NAME READY STATUS RESTARTS AGE
open-webui-0 1/1 Running 0 1m
Access and Configure Chat UI
Access the Open WebUI application in your web browser using the URL that you noted down, and then step through the initial setup wizard. You now have your own private Chat UI!

If you did not configure SSO integration in your open-webui-values.yaml file, as I did not in the preceding example, then you will need to create accounts for your users via the admin panel. To access the admin panel, click on your name in the bottom-left corner of the screen, and then click on 'Admin Panel.'

To add a user, click on the '+' icon in the top-right corner of the screen.

If you add additional users, you will want to make your model visible to all users. By default, the model is only visible to you, meaning that other users will have no model to chat with. To make the model visible to all users, access the admin panel, then click on 'Settings' in the navigation bar at the top of the screen, then click on 'Models' in the navigation panel on the left, and then click on the pencil icon next to your model.

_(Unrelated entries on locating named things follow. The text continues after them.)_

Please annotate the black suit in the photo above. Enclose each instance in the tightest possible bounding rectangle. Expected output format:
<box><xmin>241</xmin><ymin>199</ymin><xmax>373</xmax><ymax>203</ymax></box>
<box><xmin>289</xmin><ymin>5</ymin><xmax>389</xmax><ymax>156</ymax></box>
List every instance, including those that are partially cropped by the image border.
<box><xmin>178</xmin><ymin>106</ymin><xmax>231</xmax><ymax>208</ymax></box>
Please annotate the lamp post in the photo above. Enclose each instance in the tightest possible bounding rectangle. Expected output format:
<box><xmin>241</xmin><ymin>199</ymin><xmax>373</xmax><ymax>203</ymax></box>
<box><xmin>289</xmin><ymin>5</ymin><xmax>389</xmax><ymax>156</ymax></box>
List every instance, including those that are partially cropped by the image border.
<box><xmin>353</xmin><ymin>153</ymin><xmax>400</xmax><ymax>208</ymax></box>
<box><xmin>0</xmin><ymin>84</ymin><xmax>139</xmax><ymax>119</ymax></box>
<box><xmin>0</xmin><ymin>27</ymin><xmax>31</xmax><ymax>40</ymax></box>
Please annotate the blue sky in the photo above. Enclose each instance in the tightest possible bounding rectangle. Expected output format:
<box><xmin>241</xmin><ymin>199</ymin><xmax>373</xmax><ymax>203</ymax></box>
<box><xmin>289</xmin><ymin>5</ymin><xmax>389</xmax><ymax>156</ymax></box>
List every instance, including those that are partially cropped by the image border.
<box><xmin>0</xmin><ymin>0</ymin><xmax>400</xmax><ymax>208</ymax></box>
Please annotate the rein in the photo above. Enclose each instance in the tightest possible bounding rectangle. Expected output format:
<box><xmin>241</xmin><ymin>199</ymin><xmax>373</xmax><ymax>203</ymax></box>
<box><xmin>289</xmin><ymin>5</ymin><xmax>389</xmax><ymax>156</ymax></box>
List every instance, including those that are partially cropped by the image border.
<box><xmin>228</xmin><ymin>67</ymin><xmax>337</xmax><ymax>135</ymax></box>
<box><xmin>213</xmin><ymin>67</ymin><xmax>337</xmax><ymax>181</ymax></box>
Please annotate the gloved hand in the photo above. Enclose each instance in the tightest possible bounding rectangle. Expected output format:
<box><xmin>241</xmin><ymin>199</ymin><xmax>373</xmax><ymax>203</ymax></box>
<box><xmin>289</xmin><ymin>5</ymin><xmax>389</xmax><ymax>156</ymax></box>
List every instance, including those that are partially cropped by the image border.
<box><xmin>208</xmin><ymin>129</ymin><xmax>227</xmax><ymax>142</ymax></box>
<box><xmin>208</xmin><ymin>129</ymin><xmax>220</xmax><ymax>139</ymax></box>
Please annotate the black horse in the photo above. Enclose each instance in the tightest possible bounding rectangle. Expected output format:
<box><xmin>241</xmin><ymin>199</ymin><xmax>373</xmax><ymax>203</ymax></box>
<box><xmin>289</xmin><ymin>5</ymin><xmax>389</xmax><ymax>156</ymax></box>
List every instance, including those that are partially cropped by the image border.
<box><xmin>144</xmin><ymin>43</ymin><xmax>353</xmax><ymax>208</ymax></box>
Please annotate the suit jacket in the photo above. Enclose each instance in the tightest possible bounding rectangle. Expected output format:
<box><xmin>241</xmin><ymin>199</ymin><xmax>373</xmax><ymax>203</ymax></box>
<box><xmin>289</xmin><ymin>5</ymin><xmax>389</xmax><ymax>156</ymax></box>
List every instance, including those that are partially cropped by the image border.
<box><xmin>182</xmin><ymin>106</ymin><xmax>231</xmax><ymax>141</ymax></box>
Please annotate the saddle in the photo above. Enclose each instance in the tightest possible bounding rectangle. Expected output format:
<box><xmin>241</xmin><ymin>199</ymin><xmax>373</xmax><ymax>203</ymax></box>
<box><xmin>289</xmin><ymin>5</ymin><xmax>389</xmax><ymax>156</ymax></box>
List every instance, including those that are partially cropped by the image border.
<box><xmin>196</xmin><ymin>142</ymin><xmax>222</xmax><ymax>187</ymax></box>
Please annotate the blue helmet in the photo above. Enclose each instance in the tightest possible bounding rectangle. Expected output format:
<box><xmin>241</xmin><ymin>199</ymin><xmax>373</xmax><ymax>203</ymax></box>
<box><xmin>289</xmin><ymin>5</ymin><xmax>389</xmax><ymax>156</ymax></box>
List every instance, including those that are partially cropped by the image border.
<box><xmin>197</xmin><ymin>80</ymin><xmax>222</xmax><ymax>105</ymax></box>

Once on the model settings page, click on 'Visibility,' and then choose 'Public' in the drop-down menu. At this point, you can also decide whether or not you want to turn reasoning on. If you used the same values in your nim-values.yaml as I did in the preceding example, then you deployed the llama-3.3-nemotron-super-49b-v1 model inside of your NIM. This is a reasoning model, but reasoning is disabled by default. To enable reasoning, add "detailed thinking on" to the 'System Prompt.'

You and your users can now chat with your NIM! You are now a GenAI superstar, and it only took five minutes!


What about RAG?
RAG, or retrieval augmented generation, is a common technique for augmenting LLMs with private data/knowledge without having to perform any additional training. Open WebUI includes RAG capabilities. Open WebUI's Workspace functionality is particularly powerful. Review the Open WebUI documentation for more details.
Why NetApp?
At this point, you may be asking, why should I run all of this on NetApp? The answer is simple. If your goal is to build an enterprise-class, production-ready GenAI application as opposed to a "science project" or proof-of-concept, then you need enterprise-class storage. If you run NIM for LLMs and Open WebUI on NetApp, using Trident, then your model versions, chat UI configurations, chat history, RAG knowledge base, etc., will be safe and protected. You can use snapshot copies to efficiently back up your data, ensuring that you will never lose anything. Additionally, you can utilize NetApp's Autonomous Ransomware Protection to ensure that your critical data is protected. Finally, since NetApp is the only storage vendor to offer native services co-engineered with each of the three major public cloud providers, your entire application stack will be fully portable, meaning that you can move between the cloud and the datacenter, and between different cloud providers, as needed to optimize costs or take advantage of specialized infrastructure offerings.